Senator BOB COLLINS —No, I will not read out again, unless provoked—and Senator Parer has got the hide to talk about theatre—three of the quotes from some of the over-the-top statements that have been made by the coalition about the central problem of confusing commercialisation with safety. With respect, Senator MacGibbon, have a look at what Senator Parer said about our alleged disregard for `effective' and `efficient' and at what is being proposed by the government in terms of the purposes of the board—that is, the government is proposing that CASA perform its functions in a proper, efficient and effective manner.

  The minister has made clear in his second reading speech precisely how he will do that. Of course cost is important. Senator MacGibbon would recall as well as I would many of the committees that this Senate sat through talking about affordable safety and hearing the criticisms that I think were very unfairly heaped on Dick Smith for those statements. As Dick Smith pointed out, affordability has also been—and always has been in the real world—a factor of any safety regulation, whether it is road safety or air safety; otherwise, as Dick Smith used to say, you would insist that every aircraft in the world had four engines and not one.

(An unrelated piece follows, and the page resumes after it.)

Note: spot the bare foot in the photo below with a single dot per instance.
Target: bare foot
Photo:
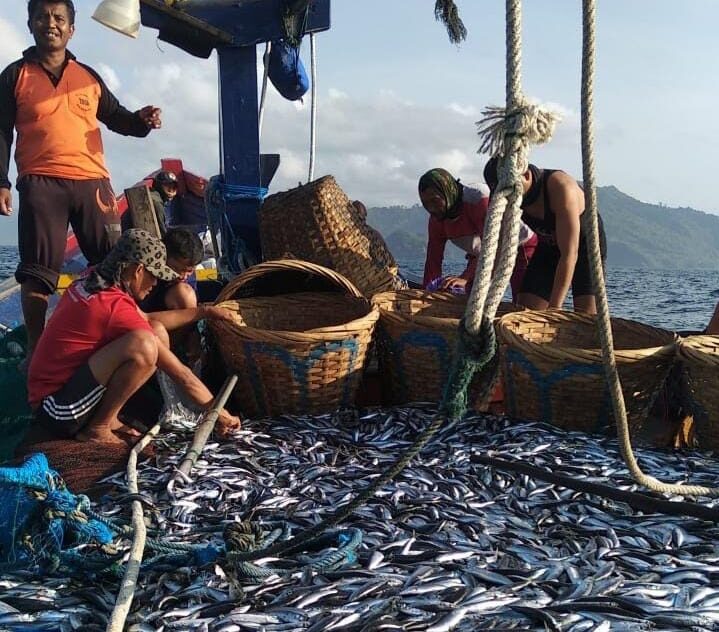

  There has always been an element of affordability. Senator MacGibbon, it is the word `economical' that we object to in all the inferences that that has. As a speaker of the normal English language, I know what the inferences of `economical' are. We are saying `effective' and `efficient' as understood. Senator Macgibbon, I read the definition into the Hansard. Have a look at the actual definitions of those words by the federal Department of Finance. These are proper accountability words that are well understood by the bureaucracy and the courts.

  What puzzled me most was the wording. Senator MacGibbon, perhaps I could refer it to you—I do not know whether you left a few words out. I was quite open about the fact that I was not even familiar with these amendments until I walked into the chamber. The curious wording—and it is very curious; more so than `economical'—is this tag on the end of the objectives: `more people to benefit from civil aviation'. What does that mean precisely? Why don't you at least say, `We will not be supporting these objectives. We will support the government's objectives'? But to make it clear that safety is indeed the main priority of the safety side of the organisation, as well it being efficient and effective in paying for it, why don't you say something like `more people to benefit from a safe system of civil aviation'? The words there trail off into midair.


Senator Parer —Because it's already covered in the previous words.


Senator BOB COLLINS —This is a very important section, Senator Parer. This is the object of the act. When you are talking about more people benefiting—in some amorphous way—from civil aviation, why don't you at least re-emphasise that what we want them to benefit from is a safe system of civil aviation?